Numerical experiments demonstrated that the proposed framework allowed optimization of image SNR in T1 maps while controlling the quantification bias and image blurring, therefore facilitating the selection of optimal sequence parameters for visualizing DBS targets. The optimized sequence using radial view-ordering offered 40-60% noise reduction compared to the linear view-ordering. The improvement of SNR was confirmed in the in vivo examples. Clinical images showed that the synthetic images generated from the optimized T1 maps allowed clear visualization of DBS targets.

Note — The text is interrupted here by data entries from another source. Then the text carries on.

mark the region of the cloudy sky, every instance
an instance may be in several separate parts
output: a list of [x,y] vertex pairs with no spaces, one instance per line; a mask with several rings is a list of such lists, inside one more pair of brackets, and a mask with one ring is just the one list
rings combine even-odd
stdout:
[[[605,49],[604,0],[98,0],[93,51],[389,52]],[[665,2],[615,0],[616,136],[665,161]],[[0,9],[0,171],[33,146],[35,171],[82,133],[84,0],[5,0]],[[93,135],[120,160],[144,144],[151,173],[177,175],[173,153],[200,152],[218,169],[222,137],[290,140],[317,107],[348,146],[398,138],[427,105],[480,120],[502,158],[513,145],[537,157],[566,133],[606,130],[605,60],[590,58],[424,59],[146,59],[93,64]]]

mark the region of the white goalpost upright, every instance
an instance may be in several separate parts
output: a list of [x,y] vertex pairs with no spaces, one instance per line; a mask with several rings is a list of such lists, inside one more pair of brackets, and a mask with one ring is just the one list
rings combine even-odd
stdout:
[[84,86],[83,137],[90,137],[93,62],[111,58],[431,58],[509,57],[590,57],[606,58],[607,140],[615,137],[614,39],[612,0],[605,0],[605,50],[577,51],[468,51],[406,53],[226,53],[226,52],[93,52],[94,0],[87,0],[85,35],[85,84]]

We demonstrated the optimization of MP2RAGE T1 mapping with radial view-ordering technique for DBS targeting at 7 T and showed that the optimized sequence allows retrospective generation of synthetic inversion time images commonly utilized in DBS targeting, such as fast gray matter acquisition T1 inversion recovery (FGATIR) and edge-enhancing gradient echo (EDGE) sequences.
脑深部电刺激(DBS)是治疗各种神经系统疾病的有效方法。由于具有更高的固有信号,7T磁共振成像(MRI)有可能改善DBS靶点的描绘。然而,7T时严重的射频发射场(B1+)不均匀性会损害用于DBS靶点定位的传统单对比度序列的图像对比度,导致靶点可视化效果欠佳。基于磁化准备快速采集梯度回波(MP2RAGE)的T1映射通过允许在任意反转时间进行图像的回顾性合成,为传统单对比度技术提供了一种替代方法,有助于各种DBS靶点的可视化。采用这种方法时,优化序列参数以创建低噪声和低定量偏差的T1映射至关重要,因为这些特性直接影响合成图像的噪声和均匀性。在这项工作中,我们使用径向视图排序技术对基于MP2RAGE的T1映射进行序列优化以提高图像质量,并展示T1映射方法在DBS靶点定位中的临床应用价值。
我们首先通过将其制定为一个考虑B1+不均匀性对图像噪声、T1定量偏差和图像模糊影响的约束多维优化过程,引入一种用于7T MP2RAGE T1映射的系统序列优化框架。利用该框架,我们研究使用径向视图排序方法进行T1映射,以替代传统的线性视图排序。进行了基于布洛赫方程的模拟,以比较使用不同方法生成的T1映射。在临床7T MRI扫描仪上采集了健康志愿者和患者的图像,以进行验证并展示T1映射在DBS靶点定位中的应用价值。
数值实验表明,所提出的框架允许在控制定量偏差和图像模糊的同时优化T1映射中的图像信噪比(SNR),从而便于选择用于可视化DBS靶点的最佳序列参数。与线性视图排序相比,使用径向视图排序的优化序列可降低40 - 60%的噪声。体内实例证实了SNR的提高。临床图像显示,从优化的T1映射生成的合成图像能够清晰地可视化DBS靶点。
我们展示了使用径向视图排序技术对7T下用于DBS靶点定位的MP2RAGE T1映射进行优化,并表明优化后的序列允许回顾性生成DBS靶点定位中常用的合成反转时间图像,如快速灰质采集T1反转恢复(FGATIR)和边缘增强梯度回波(EDGE)序列。